One of the least froo-froo dishes is a breakfast dish called the Triple-Double. It is a full order of biscuits and gravy, two sausage patties, and two eggs.
Many restaurants have opened and closed in the spot that Cosmic Cafe now occupies in the shopping center at the southeast corner of 19th and Haskell, but Morey brings a lot of local restaurant experience to the venture.
Morey owns the Cosmic Ale House & Grill in Eudora, and was part of the once popular North Lawrence restaurant Fat Man’s. His family also operated the downtown bar Club Hideaway, the Laughing Dog Saloon at 19th and Haskell, and for several years in the early 2000s he operated a restaurant called P.J.’s Eastside Cafe in the spot that Cosmic Cafe now occupies.
“I grew up in east Lawrence over on Maple Lane, and I know a lot of people in the neighborhood,” Morey said of his decision to expand outside of Eudora. “I had some instant business because people still remember me.”
Morey said the Lawrence project required him buying all new kitchen equipment for the restaurant space and doing a deep cleaning of the facility.
“It took us a month just to repaint the place,” Morey said.
As for the menu, breakfast is a big part of it from 7 a.m. to 11 a.m.. There are all your traditional bacon, eggs and sausage combinations, plus omelettes. But there also are some unique dishes, like Kaw Valley Eggs, which are scrambled eggs, herbs, sour cream and cheese. The lunch menu includes a variety of hamburgers, patty melts and other sandwiches. But the restaurant’s specialties are a chicken fried chicken dinner and a pork tenderloin dinner that both come with homemade mashed potatoes and gravy.

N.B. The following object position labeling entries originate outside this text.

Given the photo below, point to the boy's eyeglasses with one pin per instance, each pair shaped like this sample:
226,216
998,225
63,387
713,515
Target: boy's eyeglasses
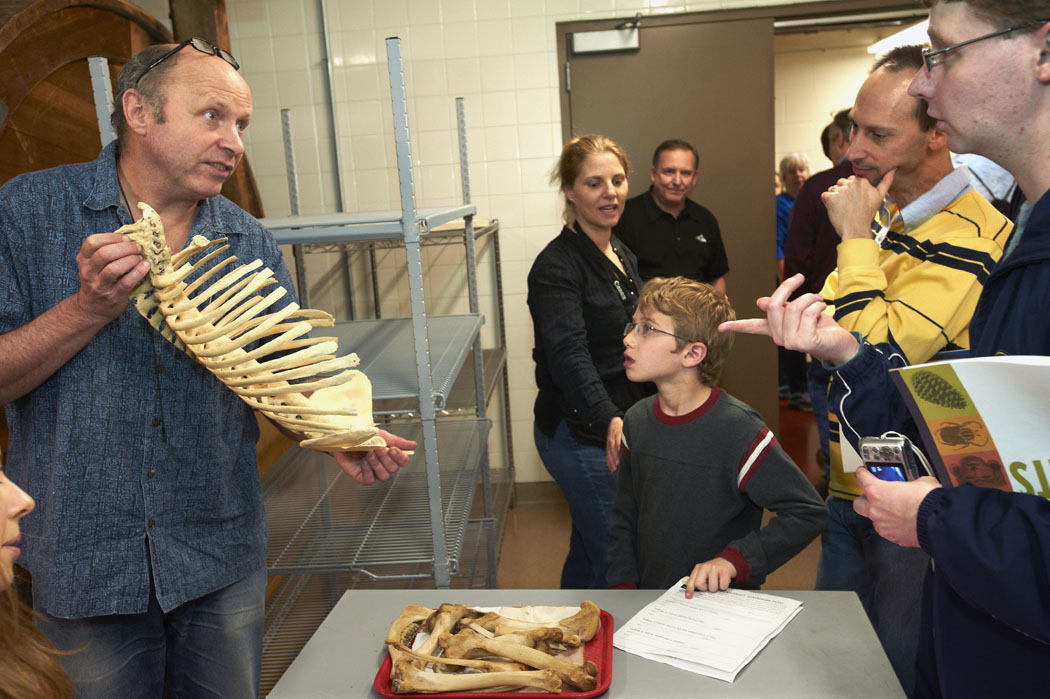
645,330
937,58
202,45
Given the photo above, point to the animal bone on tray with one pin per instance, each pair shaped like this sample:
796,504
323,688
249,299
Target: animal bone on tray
215,319
469,650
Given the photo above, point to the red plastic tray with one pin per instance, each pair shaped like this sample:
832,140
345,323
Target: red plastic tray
599,650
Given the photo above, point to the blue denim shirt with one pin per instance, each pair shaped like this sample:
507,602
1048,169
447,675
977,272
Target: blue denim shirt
131,449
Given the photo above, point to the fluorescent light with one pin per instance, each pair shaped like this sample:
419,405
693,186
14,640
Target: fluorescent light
912,35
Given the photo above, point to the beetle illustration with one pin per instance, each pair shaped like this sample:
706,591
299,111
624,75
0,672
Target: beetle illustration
954,433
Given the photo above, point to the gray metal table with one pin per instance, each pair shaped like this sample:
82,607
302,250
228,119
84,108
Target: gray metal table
830,650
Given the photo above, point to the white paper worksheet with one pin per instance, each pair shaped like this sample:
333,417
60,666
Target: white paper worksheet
714,634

“We sell the snot out of them over in Eudora,” Morey said.
The 19th and Haskell shopping center is always one worth keeping an eye on. There’s always speculation, or perhaps just hope, that the old center will be redeveloped or undergo a significant makeover. Morey said he thinks the center is poised for an upswing, although he said he believes the problems associated with the location have been overblown at times.
“I think everything is up and coming over here,” Morey said, noting that the area will receive an even larger boost when the city in future years follows through on its plan to connect 19th Street with the new LawrenceVenture Park business park.

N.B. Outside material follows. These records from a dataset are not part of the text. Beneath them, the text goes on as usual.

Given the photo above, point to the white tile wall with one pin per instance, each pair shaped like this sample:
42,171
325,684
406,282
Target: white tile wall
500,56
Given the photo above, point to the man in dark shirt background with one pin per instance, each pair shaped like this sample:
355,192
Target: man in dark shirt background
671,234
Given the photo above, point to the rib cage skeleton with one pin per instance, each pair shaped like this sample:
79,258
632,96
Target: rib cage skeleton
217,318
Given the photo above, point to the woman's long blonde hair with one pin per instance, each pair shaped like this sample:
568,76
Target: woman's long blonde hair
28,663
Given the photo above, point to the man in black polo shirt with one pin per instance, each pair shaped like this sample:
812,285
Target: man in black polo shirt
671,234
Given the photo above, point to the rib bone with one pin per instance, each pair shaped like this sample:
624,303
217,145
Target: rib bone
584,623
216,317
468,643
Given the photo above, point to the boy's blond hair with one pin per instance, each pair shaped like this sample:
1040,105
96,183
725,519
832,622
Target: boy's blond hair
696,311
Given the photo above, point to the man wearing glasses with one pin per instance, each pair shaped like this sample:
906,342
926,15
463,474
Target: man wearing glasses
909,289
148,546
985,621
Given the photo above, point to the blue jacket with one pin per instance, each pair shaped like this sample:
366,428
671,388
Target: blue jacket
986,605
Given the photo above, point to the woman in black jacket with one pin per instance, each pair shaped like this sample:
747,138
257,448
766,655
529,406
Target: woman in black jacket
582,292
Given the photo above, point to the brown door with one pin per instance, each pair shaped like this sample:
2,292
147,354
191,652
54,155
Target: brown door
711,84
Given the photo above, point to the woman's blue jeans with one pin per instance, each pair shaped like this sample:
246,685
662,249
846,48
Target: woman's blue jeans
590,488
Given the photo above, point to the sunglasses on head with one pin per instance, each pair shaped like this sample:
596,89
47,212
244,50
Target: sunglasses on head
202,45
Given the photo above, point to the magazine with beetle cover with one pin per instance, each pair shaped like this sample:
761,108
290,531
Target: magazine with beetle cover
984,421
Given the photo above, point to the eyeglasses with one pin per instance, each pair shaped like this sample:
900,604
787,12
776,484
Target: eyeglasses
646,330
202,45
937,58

The biggest change for the area, though, is the pending opening of a newly constructed Dollar General store in the shopping center. I don’t have an opening date for the store, but as you can see below, it looks nearly complete. I think an opening will happen soon, given that lots of boxes were being unpacked in the store this morning, although it still appears quite a bit of shelving and fixtures need installed.
In other news and notes from around town:
• Lawrence showed its love of the arts once again. The Lawrence Arts Center hosted a major fundraising event on Saturday: Shaken & Stirred, a James Bond themed event. (The fundraiser accepted cash, checks and credit cards, but I believe drew the line at Goldfingers.)

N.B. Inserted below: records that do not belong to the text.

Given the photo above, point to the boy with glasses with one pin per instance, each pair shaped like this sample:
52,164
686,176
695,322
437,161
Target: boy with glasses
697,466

Well, I have word on the success of that event. The event raised $61,000 from more than 200 guests who came to the Arts Center for dinner, dancing and drinks. The event welcomed new CEO Kimberly Williams and thanked outgoing CEO Susan Tate.
The money raised will be used to support the Arts Center’s financial aid fund, which provides arts education to a variety of children, including some in Head Start, the Boys & Girls Club, CASA, Big Brothers Big Sisters, and several other organizations.
An announcement also was made at the event that the Arts Center was attaching Susan Tate's name to the Visiting & Resident Artists Fund to honor the outgoing director. During her six-year tenure at the Arts Center, Tate raised more than $700,000 for the artists fund, which has helped bring the work of more than 400 artists from around the world to the center.